To plot the topographical map:

# first, load channel locations
load_locs!(eeg, file_name="sub-01_ses-1_electrodes.tsv")
# plot the topomap: averge amplitude of the first 20 seconds
plot_topo(eeg, seg=(0, 20))

topo704×705 69.7 KB

ATB, Adam

The major difference in source localization between ECG and EEG is that in the heart you have a periodical, sequential activity (P peak P-Q segment, QRS peak, S-T segment, T peak and back to P peak). Each part represents electrophysiological activity of a distinctive part of the heart (atria, ventricles, etc.) Therefore, you may map these elements onto the heart structures when you have them recorded at various positions. The brain activity is at the macroscopic level aperiodical and non-sequential, hence the problem.

Sure, doc improvements are of course always welcome! I only know about it because I helped upstream it from some private code. Multitaper methods seem somewhat niche outside of EEG analysis though so it probably shouldn’t really be much more prominent than the standard stuff most folks are probably looking for.

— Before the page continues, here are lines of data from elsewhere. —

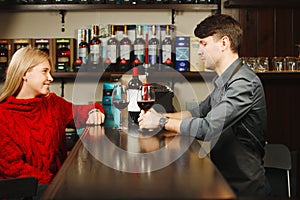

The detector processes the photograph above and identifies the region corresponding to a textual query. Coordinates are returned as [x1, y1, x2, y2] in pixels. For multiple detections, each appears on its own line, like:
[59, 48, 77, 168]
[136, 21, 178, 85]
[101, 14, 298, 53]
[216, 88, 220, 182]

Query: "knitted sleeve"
[52, 94, 104, 128]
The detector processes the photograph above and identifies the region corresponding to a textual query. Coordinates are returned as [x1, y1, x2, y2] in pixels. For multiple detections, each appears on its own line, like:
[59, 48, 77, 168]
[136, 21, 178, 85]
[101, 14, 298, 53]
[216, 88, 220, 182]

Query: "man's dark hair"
[194, 14, 243, 53]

Added a wee little doc PR here: [DOCS] Add Small Note about Method Validations by TheCedarPrince · Pull Request #561 · JuliaDSP/DSP.jl · GitHub

Might not make sense in that location so I could move this notice around depending.

Out of curiosity, I guess Independent Component Analysis has been tried in the literature. Is that useful at all? What would be its interpretation?